Как известно, после Первой мировой войны состоялся Версальский мир. Скверный мир, который повлек за собой Вторую мировую войну. Были печатные труды, где Версальский мир осуждался резко. Весьма возможно, что эти произведения принадлежали масонам…
…Масоны свободны в своих религиозных чувствах, продолжал повествовать Маклаков. Но что масонам запрещено — они не могут быть клерикалами. Они не поддерживают ни одну из официальных религий, считая, что все официальные религии пошли неверным путем, в том числе и христианская религия…
Должен сказать, что в этом отношении воззрения масонов, если они таковы, как изображал Маклаков, мне очень близки. Все официальные религии нетерпимы, все считают, что единственно они правильно понимают Бога и присваивают его себе. В этом отношении характерен Вильгельм II, который любил повторять: «Наш немецкий Бог». Ну, и православие тоже считает себя единственно правильным и само слово «православие» есть самохвальство. Была только одна, ныне почти совсем исчезнувшая вера — социнианство, которую основал выходец из Италии Фауст Социн16 в шестнадцатом веке. Он бежал в Польшу и обосновался под Краковом, в городке Клуковицы. В первой половине шестнадцатого века Польша славилась своей веротерпимостью, и Краков был приютом для всех еретиков, даже для таких, как альбигойцы, приближавшиеся к сатанистам.
Может быть среди социниан были и масоны, потому что масонское учение тоже отрицает войну и смертную казнь, как и социниане. И еще следующее обстоятельство: социниане не требовали, чтобы родившиеся в какой-нибудь религии, вступая в социнианство, непременно от этой религии отрекались. Многие социниане тайно исповедовали свою религию. Яркий защитник православия против католичества князь Константин Константинович Острожский, по уверениям социнианских писателей, был тайный социнианец. Во всяком случае, тайным социнианцем был замечательный ученый того времени Бронский (псевдоним Филалет), написавший книгу в ответ на писание иезуита Скарги, порицавшего православную веру.
Во всем этом чувствуется какой-то масонский привкус — веротерпимость и таинственность. Но документальных доказательств у меня нет.
Быть может, самое интересное в Маклакове было его отношение к евреям. Он никогда не выступал ни в речах, ни в статьях, ни в своих мемуарах против евреев. Но я узнал его истинный образ мыслей вот каким образом.
Парижские русские евреи затеяли однодневный митинг по вопросу о том, что антисемитам в них, евреях, не нравится. Я жил на юге, но получил приглашение участвовать в этом митинге и даже предложение оплатить расходы по моей поездке.
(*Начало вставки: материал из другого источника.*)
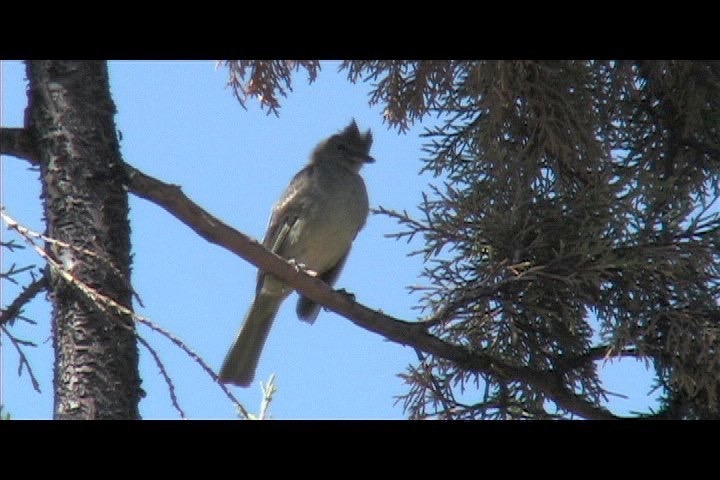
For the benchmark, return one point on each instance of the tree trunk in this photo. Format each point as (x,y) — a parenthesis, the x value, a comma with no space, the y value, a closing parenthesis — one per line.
(70,114)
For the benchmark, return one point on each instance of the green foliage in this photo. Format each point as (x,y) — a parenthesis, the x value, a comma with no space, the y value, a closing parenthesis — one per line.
(572,221)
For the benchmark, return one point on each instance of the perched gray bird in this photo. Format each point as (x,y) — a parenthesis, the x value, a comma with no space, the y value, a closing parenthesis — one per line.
(314,224)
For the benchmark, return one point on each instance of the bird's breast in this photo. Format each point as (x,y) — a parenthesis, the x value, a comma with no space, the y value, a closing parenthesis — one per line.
(329,222)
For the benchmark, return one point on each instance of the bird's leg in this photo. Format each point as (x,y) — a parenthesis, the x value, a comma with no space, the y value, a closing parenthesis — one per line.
(302,267)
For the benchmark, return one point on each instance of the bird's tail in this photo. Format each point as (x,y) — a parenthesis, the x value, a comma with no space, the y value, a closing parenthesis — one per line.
(242,359)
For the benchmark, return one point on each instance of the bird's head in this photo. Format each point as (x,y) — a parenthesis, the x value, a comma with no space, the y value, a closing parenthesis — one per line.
(349,148)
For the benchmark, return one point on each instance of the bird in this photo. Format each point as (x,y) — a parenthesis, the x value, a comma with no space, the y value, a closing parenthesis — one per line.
(313,225)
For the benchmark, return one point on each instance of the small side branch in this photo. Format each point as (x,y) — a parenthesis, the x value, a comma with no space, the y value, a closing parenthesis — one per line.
(13,310)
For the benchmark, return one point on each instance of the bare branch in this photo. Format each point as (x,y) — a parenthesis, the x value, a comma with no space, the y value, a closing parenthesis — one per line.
(23,359)
(163,372)
(12,312)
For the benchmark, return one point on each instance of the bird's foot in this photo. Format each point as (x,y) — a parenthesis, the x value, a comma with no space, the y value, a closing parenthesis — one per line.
(302,267)
(350,295)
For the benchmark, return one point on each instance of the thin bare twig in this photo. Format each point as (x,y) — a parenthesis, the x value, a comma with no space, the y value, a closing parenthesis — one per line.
(14,310)
(163,372)
(23,359)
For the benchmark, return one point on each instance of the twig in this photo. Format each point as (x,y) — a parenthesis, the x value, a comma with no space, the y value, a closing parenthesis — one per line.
(23,359)
(13,311)
(168,380)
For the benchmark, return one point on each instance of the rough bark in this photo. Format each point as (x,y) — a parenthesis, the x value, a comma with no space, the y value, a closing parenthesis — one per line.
(70,117)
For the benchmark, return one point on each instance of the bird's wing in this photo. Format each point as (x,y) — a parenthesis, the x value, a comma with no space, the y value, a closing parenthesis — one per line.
(307,310)
(285,213)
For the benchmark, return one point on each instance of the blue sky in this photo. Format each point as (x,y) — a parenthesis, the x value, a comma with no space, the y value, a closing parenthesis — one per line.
(180,124)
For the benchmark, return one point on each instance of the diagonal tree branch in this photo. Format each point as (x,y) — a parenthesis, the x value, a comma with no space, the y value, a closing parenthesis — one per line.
(9,314)
(414,334)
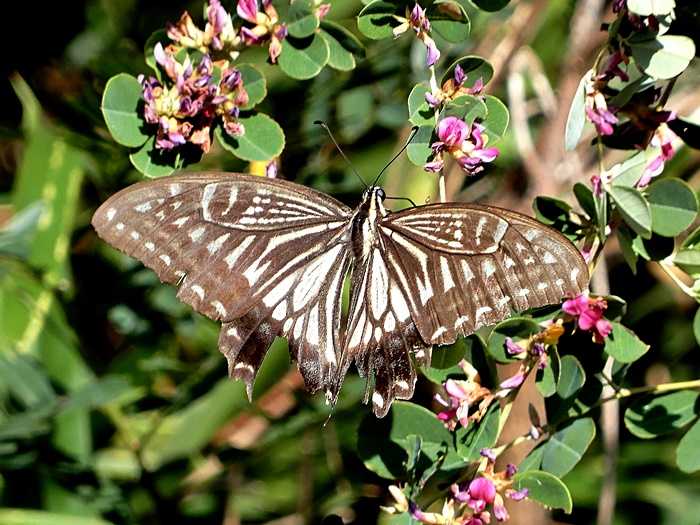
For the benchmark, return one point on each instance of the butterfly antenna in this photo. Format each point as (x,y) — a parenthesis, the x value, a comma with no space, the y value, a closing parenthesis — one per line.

Я не поехал на митинг, считая нелепым сложнейший и труднейший еврейский вопрос решить в течение одного дня. Ничего от этого митинга и не осталось. Осталась только моя книга в триста страниц, которую я озаглавил «Что нам в них не нравится». Она вышла во Франции примерно через год после митинга.
Не помню как, но на этом митинге, вероятно, говорилось о «честных» антисемитах. Персонально, видимо, никто не был назван. Я принял это на свой счет и думал, что это вполне обоснованно. Я был антисемитом, когда русское еврейство почти всем своим весом набросилось на русское правительство в 1905 году. И позже, когда русские евреи поддержали революцию 1917 года и Ленина. Но при всем том, когда невинного Бейлиса посадили на скамью подсудимых и правительство сделало все, чтобы склонить присяжных на свою сторону, я заступился за русское правосудие, а вместе с тем и за Бейлиса. Это дело я выиграл, то есть не я в прямом смысле, а все те, кто способствовал оправданию Бейлиса. Это была победа справедливости. Но так как в процессе этой борьбы за правду я написал крайне резкую статью против прокурора палаты Чаплинского, то меня привлекли к ответственности за «распространение заведомо ложных сведений о высших должностных лицах». Другими словами, попав в ложное положение оправданием Бейлиса, хотели отыграться на мне.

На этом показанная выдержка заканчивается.